Tuesday, July 2, 2024

Tom Sito's Animation ALmanac for July 2, 2024

Birthdays: Roman Emperor Valentinian III (419AD), Bishop Thomas Cranmer (1429) , Christoph Witobald Gluck, Herman Hesse, Medgar Evers, Patrice Lamumba, Thurgood Marshall, Andrez Kertesz, Richard Petty, Abe Levitow, Ahmad Jamal, Cheryl Ladd, Jose Canseco, Jerry Hall, Imelda Marcos, Ron Silver, Lindsay Lohan, Brock Peters, Margot Robbie is 34, Larry David is 77


1650- The first daily newspaper is published in the city of Leipzig. 


1723- Johann Sebastian Bach’s chorale Magnificat first performed in Leipzig.


1789- Two weeks before the French Revolutionaries stormed the Bastille, the Marquis DeSade was transferred to another jail. This after he grabbed one old inmates ear trumpet and recited out the window some sex jokes about the warden to the laughing crowd below. 


1921- To prove what a neat new invention radio was, RCA chief David Sarnoff broadcast for free a live feed of the Jack Dempsey vs. George Carpentier championship prizefight. He had loud speakers set up in Times Square that attracted ten thousand listeners. As it happened, the live reports were a sham. An eyewitness to the fight relayed details via tickertape to a Manhattan studio. Then an announcer read them aloud over the radio as though he were there. No matter, the effect was electric. Suddenly everyone wanted a radio in their home. 


1927- The film Flesh and the Devil established a new star named Greta Garbo.


1934- Twentieth Century Fox signed a movie contract with child star Shirley Temple.



1945- In the July issue of The Atlantic Magazine, MIT Scientist Vanaevar Bush predicted some day in the future we would all be writing to each other on little electronic boxes on our desks. He didn’t have the name computer yet. He called it a “memex”. We would read stories, watch movies, have access to all the libraries of the world. We would send each other letters and pictures on it. In a Manila hospital, a young serviceman named Douglas Engelbart was recovering from war wounds. He read this article there and was inspired to study this new field. He eventually invented the computer mouse, hot keys, and coined the term "on-line."


1946-The Peace Treaty of Beverly Hills- SAG president Ronald Reagan brokered a labor settlement between the two rival Hollywood Unions, IATSE vs. CSU, temporarily ending a violent Hollywood strike. At this time Reagan went to work every day with a 32 cal. Smith & Wesson under his coat.


1955- The Lawrence Welk T.V. Show debuts. Wannaful, wannaful! 


1961- On the porch of his home in Ketchum Idaho, Nobel Prize winning writer Ernest Hemingway held a shotgun into his mouth, and with his big toe pushed the trigger. 


1973-Art Babbitt began his animation lectures to Richard Williams London Studio. Dick took copious notes, and they became one of the most copied, underground how-to books in film history.


1980- the Abrahams-Zucker Bros comedy Airplane! Premiered. 


1982- Don Bluth’s The Secret of Nimh premiered.


1986- Walt Disney’s The Great Mouse Detective released in theaters. 



1986- John Carpenter’s Big Trouble in Little China debuted.


1992- LAWNCHAIR LARRY- San Pedro California resident Larry Walters strapped 45 helium weather balloons to his lawnchair and took along a sixpack of beer, a sandwich and a pellet gun. In his lawnchair he reached 16,000 feet.

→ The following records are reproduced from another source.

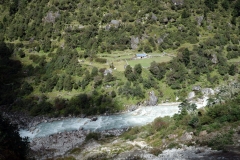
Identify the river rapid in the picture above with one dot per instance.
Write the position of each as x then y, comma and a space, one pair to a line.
139, 117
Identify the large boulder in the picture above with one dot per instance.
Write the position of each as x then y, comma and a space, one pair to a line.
152, 99
134, 42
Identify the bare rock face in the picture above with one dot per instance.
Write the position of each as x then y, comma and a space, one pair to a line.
152, 99
134, 42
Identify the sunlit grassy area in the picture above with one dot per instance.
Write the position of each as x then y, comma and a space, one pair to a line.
147, 61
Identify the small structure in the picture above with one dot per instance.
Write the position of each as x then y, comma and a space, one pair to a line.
141, 55
107, 71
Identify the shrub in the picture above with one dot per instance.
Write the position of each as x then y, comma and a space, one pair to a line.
159, 124
219, 141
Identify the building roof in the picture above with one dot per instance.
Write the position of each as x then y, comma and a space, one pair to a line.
141, 55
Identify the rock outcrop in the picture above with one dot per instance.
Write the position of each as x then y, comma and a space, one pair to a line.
152, 99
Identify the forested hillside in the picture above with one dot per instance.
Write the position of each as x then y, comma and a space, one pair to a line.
78, 57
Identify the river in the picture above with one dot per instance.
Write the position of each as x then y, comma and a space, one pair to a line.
139, 117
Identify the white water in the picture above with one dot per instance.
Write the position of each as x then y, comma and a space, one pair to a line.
138, 117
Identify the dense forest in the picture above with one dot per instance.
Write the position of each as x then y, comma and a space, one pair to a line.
61, 57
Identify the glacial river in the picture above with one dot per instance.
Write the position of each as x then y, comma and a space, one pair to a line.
139, 117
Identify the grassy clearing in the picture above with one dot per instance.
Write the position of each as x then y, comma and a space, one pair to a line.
147, 61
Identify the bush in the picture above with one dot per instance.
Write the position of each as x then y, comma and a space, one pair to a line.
159, 124
221, 140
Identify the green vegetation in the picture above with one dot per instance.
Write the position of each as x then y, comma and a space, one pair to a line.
217, 121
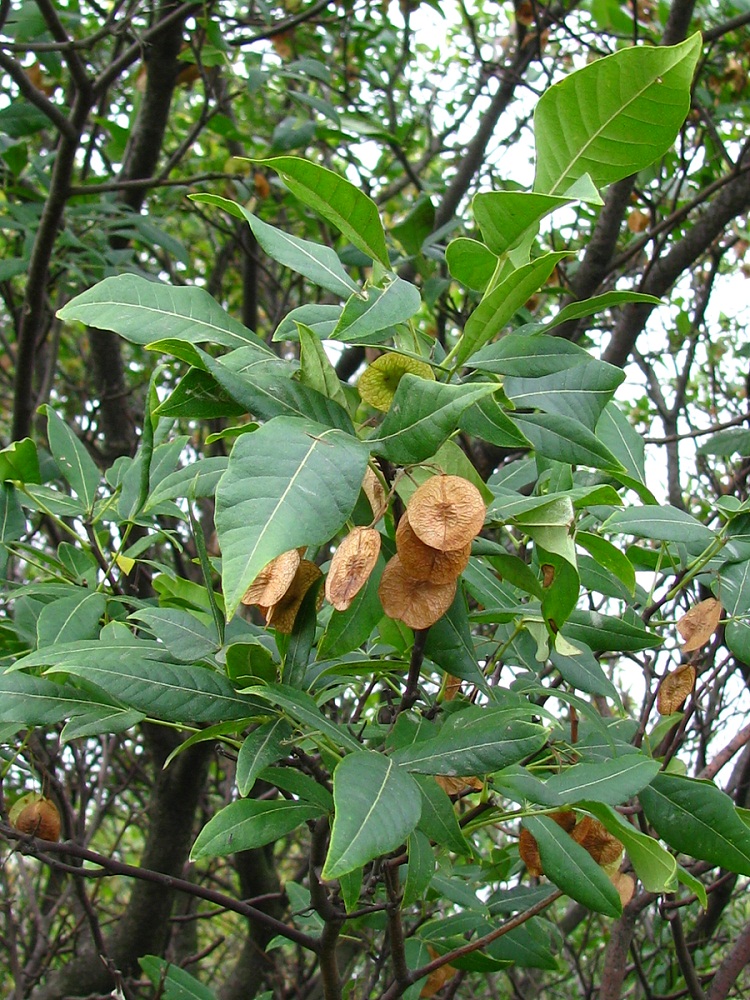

WW2 B-17s flew at 10,000 feet.  He shot up so fast a commercial airplane reported him as a UFO. Trying to shoot some of the balloons, he lost consciousness and dropped his pellet gun. After two hours the balloons lost altitude and he got entangled in some power lines. He was fined by the FAA for violating LAX commercial airport airspace.


1994- During the World Cup Columbian soccer star Andres Escobar accidentally scored a goal for the opposing team causing Columbia’s elimination.  They take their soccer pretty seriously in Columbia. This day Escobar was shot 12 times by an enraged fan


1998- In Paris, Mexican World Cup soccer fan Rodrigo Rafael Ortega was arrested for drunkenly urinating on the eternal flame at the Arch de Triomphe in honor of France’s Great War dead. The eternal flame had burned continuously since 1921. Even the Nazis left it alone during their occupation. Ortega was the only one to ever put it out. Once again international football proves its ability to bring peoples together.